Artikel 25. Strafbepaling

Degene, die handelt in strijd met het derde lid van artikel 10 en artikel 21 met uitzondering van het bepaalde in het tweede lid, onder e, van deze verordening, wordt gestraft met een geldboete van de tweede categorie of een hechtenis van ten hoogste drie maanden.

Artikel 26. Toezichthouders

  • 1. Met het toezicht op de naleving van het bepaalde bij of krachtens deze verordening zijn belast:

    • a.

      Met betrekking tot zakelijke monumenten als bedoeld in artikel 1, onder a, sub 1; de door het college van burgemeester en wethouders van Doesburg aangewezen ambtenaren van het bouw- en woningtoezicht en monumentenzorg;

    • b.

      Met betrekking tot monumentale terreinen als bedoeld in artikel 1, onder a, sub 2; de door het college van burgemeester en wethouders van Doesburg aangewezen ambtenaren van het bouw- en woningtoezicht en monumentenzorg en medewerkers van de archeologische dienst van de gemeente Zutphen die deskundige zijn, zoals omschreven in de Wet op de Archeologische monumentenzorg.
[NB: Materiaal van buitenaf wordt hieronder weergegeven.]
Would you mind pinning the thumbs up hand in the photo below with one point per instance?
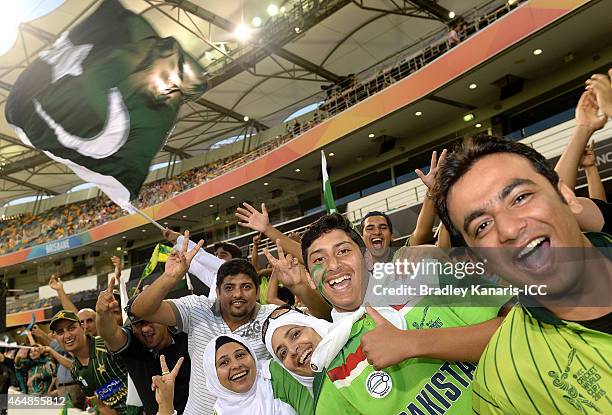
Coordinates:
(386, 345)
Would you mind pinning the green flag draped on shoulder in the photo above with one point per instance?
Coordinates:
(104, 98)
(328, 197)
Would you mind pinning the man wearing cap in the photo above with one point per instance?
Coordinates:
(102, 377)
(140, 343)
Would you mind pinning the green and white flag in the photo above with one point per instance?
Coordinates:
(328, 197)
(104, 99)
  • 2. Voorts zijn met het toezicht op de naleving van het bepaalde bij of krachtens deze verordening belast de bij besluit van het college dan wel de burgemeester aan te wijzen personen.

Hoofdstuk 8. Slotbepalingen

Artikel 27. Intrekken oude regeling

De ‘Erfgoedverordening Doesburg 2010’, vastgesteld op 25 februari 2010, wordt ingetrokken.

Artikel 28. Overgangsrecht

  • 1. De op grond van de onder artikel 27 ingetrokken Erfgoedverordening aangewezen en geregistreerde gemeentelijke monumenten, worden geacht aangewezen en geregistreerd te zijn overeenkomstig de bepalingen van deze verordening.

  • 2. Aanvragen om vergunning die zijn ingediend vóór de inwerkingtreding van deze verordening worden afgehandeld met inachtneming van de in artikel 27 ingetrokken verordening.

Artikel 29. Inwerkingtreding

Deze verordening treedt in werking op de 9de dag na bekendmaking in de Regiobode.

Artikel 30. Citeertitel

Deze verordening wordt aangehaald als "Erfgoedverordening 2011"

Ondertekening

Aldus vastgesteld door de raad van de gemeente Doesburg in zijn openbare vergadering van 24 februari 2011.